Across the sales funnel, business-to-business (B2B) sellers increasingly use artificial intelligence (AI)-powered decision engines to deliver personalized customer experiences. This emerging technology allows companies to link sales and marketing campaigns to reach decision-makers with tailored content and offers that anticipate their needs and guide them through the buying process—from awareness to a purchase, service and support. While early-stage results reflect decision engines’ ability to lift sales and elevate customer engagement, foundational issues often limit their potential.
Decision engines are advanced software tools that use AI and machine learning algorithms. They analyze large volumes of data and make next-best action recommendations based on variables such as a decision-maker’s industry, role, relationship and interactions with the seller and stage in the buyer journey. Predictions address a wide range of situations, from delivering personalized content through the ideal channel to determining optimal pricing and product or service features to gain competitive advantage.
In a typical B2B purchase scenario, decision engines help sellers create personalized experiences not just for a single buyer but also for multiple stakeholders on a buying committee. Beyond the software itself, organizations must have people and processes in place to produce modular content, manage a customer strategy across the funnel, train sales reps and use customer analytics to understand what drives engagement.
To unleash the full value of a decision engine, the organization’s customer strategy, content, operations and other technology components likely need to be retooled. When organizations are missing one or more of these, we see varying decision engine performance across similar companies and markets.
AI-based decision engines increasingly play a decisive role in B2B deals as organizations work to keep pace with industry trends and outpace competitors. To effectively stand up this new capability, organizations must have the core business processes, resources and technology infrastructure in place:
- Clean, high-quality data, including decision-makers’ activities, preferences and purchase history
- A firm understanding of the sales funnel
- A clear vision for optimizing omnichannel customer experiences at key stages of the buyer journey
- A robust library of content to tailor the experience
Based on an individual’s online behavior and role in the buying process, companies are going further in the development of modular content. The advent of generative AI enables B2B companies to mix and match content fragments to deliver an integrated message tailored to the customer’s content and tone preferences.
From there, business leaders can assess a decision engine on outcomes, in the context of new analytics, go-to-market strategies and content. Linking the improved functionality with customer use cases helps justify the expense, quantify the revenue potential and qualify improvements to the decision-maker experience. It also assists with prioritizing the timeline for when the capabilities should be implemented, consistent with their projected return on investment.
While the desire to assemble a decision engine internally is understandable, companies may not fully appreciate the expense and risk associated with starting this process from scratch. Not every organization has the financial, technical and data science resources available in-house to write custom algorithms that can perform at scale. Nor are they all equipped to build, test, train and maintain the engine itself and then sustain the engine with an ongoing product roadmap and governance. For companies that want to jump start their program, working with an outside consultant or vendor with a build-operate-transfer (BOT) license may be the way to accelerate time to market.

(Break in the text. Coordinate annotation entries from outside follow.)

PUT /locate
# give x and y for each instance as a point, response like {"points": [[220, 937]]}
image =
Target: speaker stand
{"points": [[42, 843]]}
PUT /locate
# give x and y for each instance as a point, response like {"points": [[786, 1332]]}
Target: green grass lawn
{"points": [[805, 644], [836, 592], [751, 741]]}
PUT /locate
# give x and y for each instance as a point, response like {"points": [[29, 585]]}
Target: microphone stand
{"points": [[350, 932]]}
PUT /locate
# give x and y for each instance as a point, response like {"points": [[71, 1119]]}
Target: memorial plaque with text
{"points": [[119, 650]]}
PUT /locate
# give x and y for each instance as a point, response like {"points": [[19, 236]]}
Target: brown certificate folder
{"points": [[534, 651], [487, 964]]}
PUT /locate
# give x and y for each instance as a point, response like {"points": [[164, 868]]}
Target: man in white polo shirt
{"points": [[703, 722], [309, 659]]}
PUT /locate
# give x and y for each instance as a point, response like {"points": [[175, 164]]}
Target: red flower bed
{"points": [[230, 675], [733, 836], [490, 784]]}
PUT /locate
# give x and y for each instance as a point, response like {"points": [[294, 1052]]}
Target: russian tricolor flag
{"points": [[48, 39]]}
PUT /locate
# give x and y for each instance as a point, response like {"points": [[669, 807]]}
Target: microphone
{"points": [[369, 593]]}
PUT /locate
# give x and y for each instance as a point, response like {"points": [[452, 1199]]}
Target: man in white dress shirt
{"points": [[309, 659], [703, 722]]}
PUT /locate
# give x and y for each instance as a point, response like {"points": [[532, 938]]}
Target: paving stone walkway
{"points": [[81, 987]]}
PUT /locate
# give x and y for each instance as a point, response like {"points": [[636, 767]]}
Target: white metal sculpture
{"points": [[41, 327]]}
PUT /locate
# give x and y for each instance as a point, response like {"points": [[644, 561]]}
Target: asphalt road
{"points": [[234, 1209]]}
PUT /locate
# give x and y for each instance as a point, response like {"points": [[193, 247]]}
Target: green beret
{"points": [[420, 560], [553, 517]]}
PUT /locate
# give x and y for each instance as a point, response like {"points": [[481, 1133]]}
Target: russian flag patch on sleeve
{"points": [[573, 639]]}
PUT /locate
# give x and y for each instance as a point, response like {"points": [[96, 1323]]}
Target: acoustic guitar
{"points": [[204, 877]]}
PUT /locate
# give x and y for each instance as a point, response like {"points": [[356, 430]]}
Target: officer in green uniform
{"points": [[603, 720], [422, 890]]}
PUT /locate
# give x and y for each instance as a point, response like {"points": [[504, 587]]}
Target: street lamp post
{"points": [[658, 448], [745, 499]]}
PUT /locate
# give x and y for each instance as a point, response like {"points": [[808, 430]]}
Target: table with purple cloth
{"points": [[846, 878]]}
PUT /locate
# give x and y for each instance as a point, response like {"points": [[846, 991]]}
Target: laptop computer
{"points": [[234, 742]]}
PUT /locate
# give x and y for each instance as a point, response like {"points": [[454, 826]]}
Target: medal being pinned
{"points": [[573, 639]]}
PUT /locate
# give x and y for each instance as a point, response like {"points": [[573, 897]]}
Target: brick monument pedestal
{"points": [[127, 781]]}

B2B suppliers who launch a decision engine through the BOT model can get up and running with off-the-shelf components and then integrate custom algorithms once they’re ready to launch. This best-of-both-worlds approach allows companies to begin generating returns on their initial investment while leveraging their internal expertise and proprietary algorithms for competitive advantage.
In competitive markets, the purchase process can be a key differentiator for decision-makers choosing between companies with similar products and services at comparable pricing. Equipped with a cloud-based decision engine and guided by next-best action recommendations, B2B sellers can consistently anticipate questions and concerns. They’re able to respond with personally relevant content based on an account’s prior interactions and the decision-maker’s specific role. When customers feel heard and cared for, their engagement, loyalty and revenue potential follow.
Within the next several years, we see decision engines taking on additional assignments. AI technology can help speed up internal operational efficiency, support expanded geographies and improve supply chain operations. This next set of opportunities—and others we can unlock as decision engines become more accurate, flexible and powerful—signals the blue-sky potential B2B sellers can harness to transform their business and speed innovation.
Implementing a B2B decision engine to deliver personalized sales and marketing content positions sellers to transform their customer engagement and business outcomes. Not only will this prepare organizations to create and deliver targeted content, such as personalized product recommendations, offers and marketing messages, but it also will equip their sales teams with valuable insights to identify the most relevant products or services for each customer and optimize sales pitches to drive conversions.